In 1973, when the Political Subdivisions Law was first enacted, it did not waive immunity for retaliatory discharge claims. Id. at 294-95. This changed in 1981, when the Legislature amended the law, adopting the Anti-Retaliation Law and authorizing a minimal remedy for wrongful discharge. Id. at 295. The statute did “not expressly authorize, as it might, actions against governmental entities for violations of the Anti-Retaliation Law,” but it was clear enough. Id. In 1989, that remedy was expanded further. See id. at 298 (concluding “that the Legislature intended by the 1989 statute to waive immunity completely”). But what was clear and unambiguous in 1995, when we decided Barfield, is less so today.

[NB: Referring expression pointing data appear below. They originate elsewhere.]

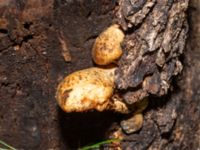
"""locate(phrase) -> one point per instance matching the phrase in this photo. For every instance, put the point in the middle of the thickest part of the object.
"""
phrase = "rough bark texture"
(42, 41)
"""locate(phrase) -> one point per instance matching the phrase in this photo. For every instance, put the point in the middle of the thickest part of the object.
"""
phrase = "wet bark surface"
(43, 41)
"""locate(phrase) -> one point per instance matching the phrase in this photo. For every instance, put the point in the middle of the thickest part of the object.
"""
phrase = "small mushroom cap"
(133, 124)
(107, 47)
(86, 89)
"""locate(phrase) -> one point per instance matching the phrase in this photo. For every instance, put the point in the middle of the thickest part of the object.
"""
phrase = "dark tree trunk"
(42, 41)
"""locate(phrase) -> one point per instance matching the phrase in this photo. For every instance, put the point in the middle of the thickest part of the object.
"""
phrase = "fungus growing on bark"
(107, 47)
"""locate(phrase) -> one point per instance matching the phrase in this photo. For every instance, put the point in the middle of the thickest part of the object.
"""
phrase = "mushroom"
(107, 47)
(88, 89)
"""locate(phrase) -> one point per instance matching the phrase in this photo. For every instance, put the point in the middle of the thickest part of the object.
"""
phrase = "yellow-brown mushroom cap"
(85, 90)
(107, 47)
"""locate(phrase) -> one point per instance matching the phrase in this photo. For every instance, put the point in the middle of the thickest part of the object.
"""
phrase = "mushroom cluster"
(94, 88)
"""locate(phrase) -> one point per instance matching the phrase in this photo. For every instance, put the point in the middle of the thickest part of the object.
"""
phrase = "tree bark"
(43, 41)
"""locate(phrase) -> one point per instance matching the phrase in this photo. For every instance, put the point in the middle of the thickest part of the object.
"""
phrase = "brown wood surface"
(42, 41)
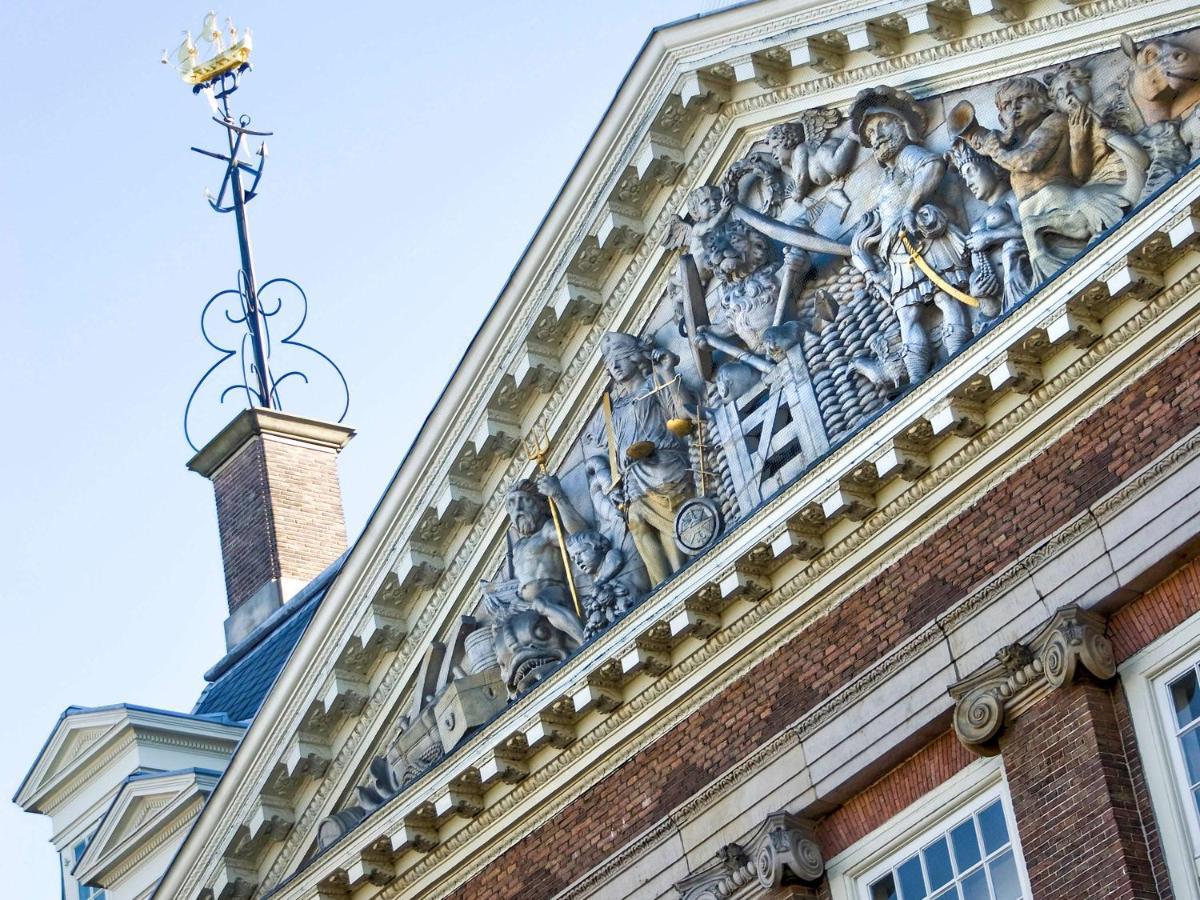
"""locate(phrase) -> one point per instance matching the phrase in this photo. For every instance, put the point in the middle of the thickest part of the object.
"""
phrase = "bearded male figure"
(1059, 215)
(655, 471)
(535, 557)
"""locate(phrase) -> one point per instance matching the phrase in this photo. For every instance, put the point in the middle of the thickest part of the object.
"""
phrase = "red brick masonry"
(1115, 442)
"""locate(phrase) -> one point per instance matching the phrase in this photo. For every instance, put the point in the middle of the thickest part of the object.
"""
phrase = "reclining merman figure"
(615, 588)
(1059, 215)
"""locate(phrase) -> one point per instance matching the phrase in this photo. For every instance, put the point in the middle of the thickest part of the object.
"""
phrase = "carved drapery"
(780, 851)
(1072, 642)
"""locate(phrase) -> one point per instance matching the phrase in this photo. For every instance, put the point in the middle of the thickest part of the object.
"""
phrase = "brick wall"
(1073, 799)
(279, 513)
(1126, 435)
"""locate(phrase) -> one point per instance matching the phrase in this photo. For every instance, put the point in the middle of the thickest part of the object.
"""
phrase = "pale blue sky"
(417, 145)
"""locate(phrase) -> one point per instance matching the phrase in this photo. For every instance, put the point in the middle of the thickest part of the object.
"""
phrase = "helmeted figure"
(655, 471)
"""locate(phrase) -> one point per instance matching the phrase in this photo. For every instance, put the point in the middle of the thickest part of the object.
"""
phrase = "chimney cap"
(259, 420)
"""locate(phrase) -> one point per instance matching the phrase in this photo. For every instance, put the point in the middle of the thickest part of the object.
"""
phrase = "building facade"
(815, 513)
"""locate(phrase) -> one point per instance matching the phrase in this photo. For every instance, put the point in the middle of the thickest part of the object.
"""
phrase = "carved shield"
(695, 315)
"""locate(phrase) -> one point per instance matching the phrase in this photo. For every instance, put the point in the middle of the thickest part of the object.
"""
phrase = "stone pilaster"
(279, 508)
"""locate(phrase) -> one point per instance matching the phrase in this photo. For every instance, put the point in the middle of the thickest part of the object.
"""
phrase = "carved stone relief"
(1073, 641)
(841, 259)
(781, 851)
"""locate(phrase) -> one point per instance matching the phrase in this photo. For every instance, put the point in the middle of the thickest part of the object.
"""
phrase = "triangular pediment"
(137, 814)
(395, 707)
(87, 741)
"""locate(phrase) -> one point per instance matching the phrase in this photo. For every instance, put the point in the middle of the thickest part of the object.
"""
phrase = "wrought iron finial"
(238, 322)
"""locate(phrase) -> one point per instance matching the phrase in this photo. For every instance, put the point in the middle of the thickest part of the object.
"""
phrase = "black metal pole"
(253, 316)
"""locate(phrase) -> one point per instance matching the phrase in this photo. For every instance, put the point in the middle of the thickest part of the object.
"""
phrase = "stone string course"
(1104, 450)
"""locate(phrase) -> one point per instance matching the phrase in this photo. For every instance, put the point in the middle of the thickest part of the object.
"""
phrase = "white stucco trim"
(978, 784)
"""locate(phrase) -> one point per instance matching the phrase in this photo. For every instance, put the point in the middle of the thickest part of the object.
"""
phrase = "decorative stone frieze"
(1023, 673)
(780, 851)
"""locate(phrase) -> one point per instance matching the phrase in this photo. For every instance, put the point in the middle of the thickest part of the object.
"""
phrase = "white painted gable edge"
(115, 841)
(334, 618)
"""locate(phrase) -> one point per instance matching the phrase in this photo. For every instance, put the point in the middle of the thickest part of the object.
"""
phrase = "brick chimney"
(279, 509)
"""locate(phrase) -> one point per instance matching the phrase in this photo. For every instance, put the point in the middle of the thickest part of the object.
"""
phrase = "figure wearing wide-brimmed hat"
(654, 463)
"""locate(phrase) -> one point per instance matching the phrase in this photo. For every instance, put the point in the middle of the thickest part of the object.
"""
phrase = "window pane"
(937, 863)
(976, 887)
(1003, 877)
(885, 888)
(991, 825)
(966, 847)
(912, 882)
(1186, 696)
(1189, 742)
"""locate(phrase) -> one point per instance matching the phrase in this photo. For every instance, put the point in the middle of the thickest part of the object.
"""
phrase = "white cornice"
(1050, 34)
(117, 849)
(53, 780)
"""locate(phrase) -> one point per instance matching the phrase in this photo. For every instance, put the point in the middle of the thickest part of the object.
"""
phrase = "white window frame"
(1146, 676)
(852, 870)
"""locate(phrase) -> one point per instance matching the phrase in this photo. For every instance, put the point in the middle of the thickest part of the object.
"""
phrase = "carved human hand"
(981, 239)
(550, 486)
(987, 143)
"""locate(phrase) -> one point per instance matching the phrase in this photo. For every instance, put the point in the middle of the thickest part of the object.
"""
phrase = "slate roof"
(240, 682)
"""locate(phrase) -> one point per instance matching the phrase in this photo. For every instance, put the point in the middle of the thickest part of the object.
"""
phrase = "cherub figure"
(1059, 215)
(613, 589)
(807, 150)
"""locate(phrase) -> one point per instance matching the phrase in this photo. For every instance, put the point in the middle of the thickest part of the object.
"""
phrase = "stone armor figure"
(891, 124)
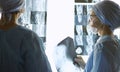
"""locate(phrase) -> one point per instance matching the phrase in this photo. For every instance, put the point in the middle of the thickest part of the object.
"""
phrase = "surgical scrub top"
(102, 57)
(21, 50)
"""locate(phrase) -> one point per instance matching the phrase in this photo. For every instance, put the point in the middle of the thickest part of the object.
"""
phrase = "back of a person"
(11, 59)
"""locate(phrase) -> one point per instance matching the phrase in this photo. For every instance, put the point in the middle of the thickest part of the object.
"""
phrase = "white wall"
(60, 24)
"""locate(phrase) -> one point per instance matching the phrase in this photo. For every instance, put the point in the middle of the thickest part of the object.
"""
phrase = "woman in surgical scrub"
(104, 19)
(21, 50)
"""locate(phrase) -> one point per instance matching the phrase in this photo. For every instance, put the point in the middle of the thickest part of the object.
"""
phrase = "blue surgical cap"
(7, 6)
(108, 12)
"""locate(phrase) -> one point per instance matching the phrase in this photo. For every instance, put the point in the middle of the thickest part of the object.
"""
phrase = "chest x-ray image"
(83, 38)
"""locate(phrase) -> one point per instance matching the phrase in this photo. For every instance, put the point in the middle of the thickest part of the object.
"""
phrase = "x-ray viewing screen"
(84, 39)
(87, 1)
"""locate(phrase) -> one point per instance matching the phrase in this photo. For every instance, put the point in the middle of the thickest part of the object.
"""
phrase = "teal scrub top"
(21, 50)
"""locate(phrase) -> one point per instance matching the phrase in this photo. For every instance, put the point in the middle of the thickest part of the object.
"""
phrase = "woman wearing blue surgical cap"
(21, 50)
(104, 18)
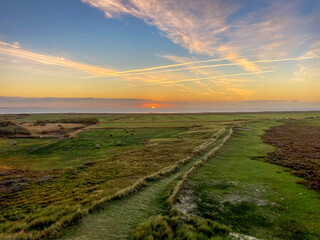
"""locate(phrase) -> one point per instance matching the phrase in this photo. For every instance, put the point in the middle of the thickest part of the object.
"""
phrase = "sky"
(160, 55)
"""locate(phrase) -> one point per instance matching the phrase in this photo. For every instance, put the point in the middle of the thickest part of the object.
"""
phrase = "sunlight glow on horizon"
(161, 52)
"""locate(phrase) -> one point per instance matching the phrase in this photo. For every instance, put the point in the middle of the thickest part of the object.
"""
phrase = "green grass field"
(50, 184)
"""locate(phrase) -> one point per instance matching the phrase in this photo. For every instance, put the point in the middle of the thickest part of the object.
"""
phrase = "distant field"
(63, 171)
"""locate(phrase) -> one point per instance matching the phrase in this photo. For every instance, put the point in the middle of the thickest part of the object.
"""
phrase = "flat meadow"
(59, 170)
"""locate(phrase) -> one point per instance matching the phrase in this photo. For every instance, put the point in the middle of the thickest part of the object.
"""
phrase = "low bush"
(180, 227)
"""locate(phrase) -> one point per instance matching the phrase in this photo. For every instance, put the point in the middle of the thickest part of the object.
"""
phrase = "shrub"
(180, 227)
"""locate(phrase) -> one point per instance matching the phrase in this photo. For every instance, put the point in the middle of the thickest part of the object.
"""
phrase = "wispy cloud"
(209, 27)
(209, 66)
(16, 51)
(203, 78)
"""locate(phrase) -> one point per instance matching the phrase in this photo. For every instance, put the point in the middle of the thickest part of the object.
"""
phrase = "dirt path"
(120, 218)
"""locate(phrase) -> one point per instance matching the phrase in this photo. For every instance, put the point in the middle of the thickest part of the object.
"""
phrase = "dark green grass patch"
(239, 189)
(180, 227)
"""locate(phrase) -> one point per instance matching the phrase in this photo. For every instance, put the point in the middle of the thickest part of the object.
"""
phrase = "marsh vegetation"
(172, 169)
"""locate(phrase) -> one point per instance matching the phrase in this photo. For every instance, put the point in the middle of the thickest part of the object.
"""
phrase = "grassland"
(237, 188)
(50, 183)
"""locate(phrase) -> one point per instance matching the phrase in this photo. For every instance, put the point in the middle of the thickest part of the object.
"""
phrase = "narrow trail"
(121, 217)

The 2005 amendment to the Political Subdivisions Law says that Chapter 504 does not waive immunity. Tex. Lab.Code § 504.053(e). This no-waiver provision considerably clouds the chapter’s former clarity regarding retaliatory discharge claims. Although the Political Subdivisions Law incorporates a number of chapters pertaining to workers’ compensation, including the Anti-Retaliation Law, it does so only to the extent of consistency with Chapter 504. Tex. Lab.Code § 504.002(a). We concluded in Barfield that this incorporation was, without more, an insufficient expression of the government’s intent to waive immunity. Barfield, 898 S.W.2d at 295-96 (citing Duhart v. State, 610 S.W.2d 740 (Tex.1980)). And although the election-of-remedies provision added in 1989 clarified the Legislature’s intent regarding immunity in the 1989 version, the no-waiv*59er provision has since muddled the issue. See Tex. Lab.Code § 504.053(e).
The waiver of governmental immunity must be clear and unambiguous, Tex. Gov’t Code § 311.084, and the current version of the Political Subdivisions Law is too internally inconsistent to satisfy that standard. We conclude then that the Political Subdivisions Law no longer waives immunity for retaliatory discharge claims under Chapter 451. Because a retaliatory discharge claim may not be brought against the government without its consent and the Political Subdivisions Law no longer provides such consent by waiving the government’s immunity, the underlying claim in this case must be dismissed.
* * *
The court of appeals’ judgment is accordingly reversed, and the case is dismissed.